The newspaper investigation,
the new law, and the heavily publicized police roundups did not, however,
accomplish their purpose. On the contrary, according to Commissioner
of Public Safety Frank Gomila, during the next few years New Orleans
"experienced a crime wave which unquestionably was greatly aggravated
by the influence of this drug habit. Payroll and bank guards were doubled,
but this did not prevent some of the most spectacular hold-ups in the
history of the city. Youngsters known to be 'muggle-heads' fortified
themselves with the narcotic and proceeded to shoot down police, bank
clerks and casual bystanders. Mr. Eugene Stanley, at that time District
Attorney, declared that many of the crimes in New Orleans and the South
were thus committed by criminals who relied on the drug to give them
a false courage and freedom from restraint. Dr. George Roeling, Coroner,
reported that of 450 prisoners investigated, 125 were confirmed users
of marihuana. Mr. W. B. Graham, State Narcotic Officer, declared in
1936 that 60 percent of the crimes committed in New Orleans were by
marihuana users." 9
Intensive patrolling
of the New Orleans harbor tended to curb imports; but Louisianans were
little inconvenienced by the smuggling curbs; they simply began to grow
their own marijuana. "The first large growing crop in the city
was found in 1930 and its value estimated at $35,000 to $50,000....
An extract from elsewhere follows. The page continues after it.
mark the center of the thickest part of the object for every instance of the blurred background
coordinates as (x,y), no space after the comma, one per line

In 1936 about 1,200 pounds of bulk weed were seized along with considerable
quantities of cigarettes. On one farm, 5-1/2 tons were destroyed and
other farms yielded cultivated areas of about 10 acres....
One resident of
the city was found growing 100 large plants in his backyard." 10
The net effect of eleven years of vigorous law enforcement was summed
up by Commissioner Gomila in 1938: "Cigarettes are hard to get
and are selling at 30 to 40 cents apiece, which is a relatively high
price and a particularly good indication of the effectiveness of the
present control." 11 Marijuana
smoking, in short, had become endemic in New Orleans and
remains endemic today. What years of law enforcement had accomplished
was to raise the price from two for 25 cents to 30 cents or 40 cents
apiece and even this increase might be attributable in part
to inflation.
In Colorado, the
Denver News launched a similar series of sensational marijuana exposés
following the pattern set in New Orleans. 12
Mexican laborers imported to till the Colorado beet-sugar fields, it
seems, had found Prohibition alcohol very expensive and so had resorted
instead to marijuana, bringing their supplies north with them. A Colorado
law against marijuana was duly passed in 1929. 13
These sensational
newspaper accounts and early efforts to outlaw marijuana should not,
however, be taken as evidence that marijuana smoking was in fact widespread.
In 1931 the United States Treasury Department, then responsible for
enforcing both the federal antinarcotics and the federal antialcohol
laws, indicated that the marijuana exposés in the newspapers
were quite possibly exaggerated:
A great deal of
public interest has been aroused by newspaper articles appearing from
time to time on the evils of the abuse of marihuana, or Indian hemp,
and more attention has been focused on specific cases reported of
the abuse of the drug than would otherwise have been the case. This
publicity tends to magnify the extent of the evil and lends color
to an inference that there is an alarming spread of the improper use
of the drug, whereas the actual increase in such use may not have
been inordinately large. 14
Footnotes
Chapter 55
1. Mayor's Committee
on Marijuana, "The Marijuana Problem in the City of New York,"
(1944), in The Marijuana Papers, ed. David Solomon (New
York: Bobbs-Merrill, 1966), p. 246.
2. See New Orleans Morning Tribune,
October 17, 19-23, 28, 1926; and New Orleans Item, October
22, 1926; February 4, 1927.
3. Robert F. Walton, Marijuana,
America's New Drug Problem (Philadelphia: B. Lippincott, 1938),
p. 29.
4. Ibid.
5. Ibid., p. 30.
6. Ibid., pp. 30-31.
7. Ibid., Table 1, p. 37.
8. Ibid., p. 31.
9. Ibid.
10. Ibid., p. 32.
11. Ibid.
12. Ibid., p. 3.3.
13. Ibid., Table 1, p. 37.
14. U.S. Treasury Department, Traffic in Opium and Other Dangerous
Drugs for the Year Ended December 31, 1931 (Washington, D.C.: U.S.
Government Printing Office, 1932), p. 51.